According to feminist theorists, TM, as a concept, is not intended to demonize men, or masculinity, but rather identifies the conformity to harmful traditional masculine ideals and behaviours (3). For example, undergirding TM is the narrative that to be a “real man” one must necessarily be strong, and that showing emotion is incompatible with being strong. Consequently, it is not uncommon for some men to call other men derogative names such as “mangina” or “p*ssy,” these being terms used to signal out men who are deemed weak and unworthy of manhood. TM also possesses a sexist attitude that is derogatory towards women as it uses female genitalia to stand in for something taken to be weak and shameful. Often anger is the exception to this rule or is not even seen to be an emotion. TM also enforces the notion that real men cannot be the victims of abuse and that talking about abuse is shameful. Some have wondered whether or not this silence due to shame correlates with men under reporting being victims of rape and other sexual abuses. For example, as explained by the NSW Education Centre Against Violence “It has been found that immediately after the assault, most male rape victims deny to themselves and to others that the assault has happened. This is because they fear the stigma of being thought of as “weak” or fear that others will accuse them of having permitted the rape” (4). Unfortunately, 90 to 95% of men do not report being raped (5). TM also affirms a specific narrative about sex, especially in how one’s manhood is shaped by it (6). This narrative includes the concept that to be considered a real man, the male must have had sex with one or more women. Thus, sex is considered pivotal pillar in the transition from boyhood into manhood.
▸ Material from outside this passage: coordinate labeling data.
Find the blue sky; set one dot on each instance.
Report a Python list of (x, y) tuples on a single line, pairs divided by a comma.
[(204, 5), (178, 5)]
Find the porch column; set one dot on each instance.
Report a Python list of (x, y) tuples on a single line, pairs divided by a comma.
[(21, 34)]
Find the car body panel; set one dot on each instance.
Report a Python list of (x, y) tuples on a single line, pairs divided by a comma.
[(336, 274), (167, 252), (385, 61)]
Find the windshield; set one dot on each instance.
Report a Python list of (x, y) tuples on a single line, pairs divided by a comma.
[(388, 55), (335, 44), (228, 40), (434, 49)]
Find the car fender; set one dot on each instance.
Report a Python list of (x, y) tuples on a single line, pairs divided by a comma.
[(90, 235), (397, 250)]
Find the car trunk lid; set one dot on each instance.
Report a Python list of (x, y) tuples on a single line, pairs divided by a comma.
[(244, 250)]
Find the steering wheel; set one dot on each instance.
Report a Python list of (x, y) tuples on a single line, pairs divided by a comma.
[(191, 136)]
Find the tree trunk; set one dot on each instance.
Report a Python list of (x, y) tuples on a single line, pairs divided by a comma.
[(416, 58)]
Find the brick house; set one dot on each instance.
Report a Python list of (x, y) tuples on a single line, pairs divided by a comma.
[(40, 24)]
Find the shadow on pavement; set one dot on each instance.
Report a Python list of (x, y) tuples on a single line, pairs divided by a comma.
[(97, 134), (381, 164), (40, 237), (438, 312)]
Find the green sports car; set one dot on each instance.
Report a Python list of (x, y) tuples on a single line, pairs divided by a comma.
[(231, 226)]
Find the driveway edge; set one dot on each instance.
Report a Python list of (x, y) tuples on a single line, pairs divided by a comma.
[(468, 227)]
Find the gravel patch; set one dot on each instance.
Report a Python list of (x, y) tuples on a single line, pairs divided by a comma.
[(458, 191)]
Some argue that pervasiveness of TM in certain settings is harmful to the emotional and psychological wellbeing of men (7). According to professor Kupers, TM within prison entails the suppression of emotions, social isolation, and aggression, and thus plays a role in suicides among male prisoners (8). Writer Suzannah Weiss agrees that “By dictating that men must be strong, have no feelings, and dominate women, Western ideals of masculinity lead men to miss out on aspects of life that should be available to all people, regardless of gender – things like emotional connection and nurturing” (9). Consequently, many men are unable to develop close relationships with their partners, children, and peers. Further, where mental health is concerned, men who adhere to toxic and traditional masculine norms which include dominance, primacy of work, need for emotional control, desire to win, and pursuit of social status tend to more prone to depression, stress, substance abuse, and having body image problems (10).
1. Weiss, S. 2016. 6 Harmful Effects Of Toxic Masculinity. Available.
2. Kupers, T. 2005. Toxic masculinity as a barrier to mental health treatment in prison. Journal of Clinical Psychology, 61 (6): 713–724.
3. Hess, P. 2016. Sexism may be bad for men’s mental health. Available.
4. When A Man Is Raped. Available.
5. Foreman, B. (1982). Reported Male Rape. Victimology: An International Journal. p. 235-236.
6. Lewis, K. 2017. Through a millennial lens: Toxic masculinity hurts… Available.
7. O’Malley, H. 2017. The Difference Between Toxic Masculinity and Being A Man. Available.
8. Friedman, H. 2015. Encyclopedia of Mental Health. p. 71.
9. Weiss, S. 2016. 6 Harmful Effects Of Toxic Masculinity. Available.
10. Wong, Y. et al. 2017. Meta-analyses of the relationship between conformity to masculine norms and mental health-related outcomes. Journal of Counseling Psychology, 64 (1): 80–93.